Transforming the Narrative: Hypertextuality and Player as Co-Creator in Life is Strange


Yılmaz S.

Ege University International Anglophone Studies Graduate Symposium (ASGRAD): "Transformation", İzmir, Turkey, 22 - 23 October 2018

  • Publication Type: Conference Paper / Unpublished
  • City: İzmir
  • Country: Turkey

Abstract

Literary theory and criticism have traditionally focused on the written text; however, this approach began to change with the invention of computers, which introduced a new narrative space and resulted in the production of hypertext fiction and video games. Some video games lend themselves to literary criticism easily because of the literary nature of their narrativity, and Life is Strange (LiS) can be regarded as a fitting example of such games. LiS is an interactive, intertextual and hypertextual narrative that takes place in a fictional town called Arcadia Bay. It allows the player/reader to influence the flow of events and what happens to the characters, change the plot, and decide how the game will end. The ability of the main character, Maxine Caulfield, to manipulate time not only works as a technical device to make the players see alternative realities in the narrative and decide between them, but also becomes a metaphor of hypertextuality as the player can travel between different possibilities that exist in a non-linear narrative space.
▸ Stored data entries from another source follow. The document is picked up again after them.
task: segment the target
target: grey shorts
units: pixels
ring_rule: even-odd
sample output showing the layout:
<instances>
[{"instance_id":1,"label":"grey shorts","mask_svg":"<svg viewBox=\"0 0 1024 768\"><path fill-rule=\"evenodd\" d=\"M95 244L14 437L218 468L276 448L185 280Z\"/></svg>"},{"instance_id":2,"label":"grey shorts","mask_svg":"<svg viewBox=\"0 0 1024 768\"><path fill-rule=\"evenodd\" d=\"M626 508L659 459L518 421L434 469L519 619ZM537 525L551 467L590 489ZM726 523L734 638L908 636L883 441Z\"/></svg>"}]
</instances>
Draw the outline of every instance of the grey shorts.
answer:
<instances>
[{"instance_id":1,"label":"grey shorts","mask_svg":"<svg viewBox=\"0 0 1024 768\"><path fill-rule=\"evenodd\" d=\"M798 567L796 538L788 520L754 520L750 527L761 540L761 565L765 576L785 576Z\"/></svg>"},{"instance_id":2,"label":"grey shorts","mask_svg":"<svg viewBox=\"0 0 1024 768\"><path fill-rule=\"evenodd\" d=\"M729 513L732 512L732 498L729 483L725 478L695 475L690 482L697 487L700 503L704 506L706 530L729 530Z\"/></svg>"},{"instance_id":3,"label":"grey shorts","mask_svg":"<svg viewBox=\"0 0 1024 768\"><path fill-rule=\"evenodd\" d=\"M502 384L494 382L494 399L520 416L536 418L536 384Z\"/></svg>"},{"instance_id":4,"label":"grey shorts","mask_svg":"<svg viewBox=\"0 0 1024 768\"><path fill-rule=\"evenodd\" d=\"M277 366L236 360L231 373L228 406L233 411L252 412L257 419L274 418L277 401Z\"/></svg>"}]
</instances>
The player’s position with regards to the gaming experience can be read in parallel with the readers’ position while reading a novel or a short story; however, the digital nature of the game produces different interactions between the author and the reader that cannot be found in printed texts, as the player (through Max) continually (re-/de-)constructs the narrative with her actions of reading and playing. As such, LiS can be considered as a literary work that has a fluid narrative which takes shape with the choices of the player, and immerses the player into the fictional world/text of the game through first-person gaming, which results in the disruption of the boundary between the player/reader (as co-creator of fiction) and character (as the subject of fiction). Hence, in LiS, the narrative can be transformed both metafictionally and within the fiction itself.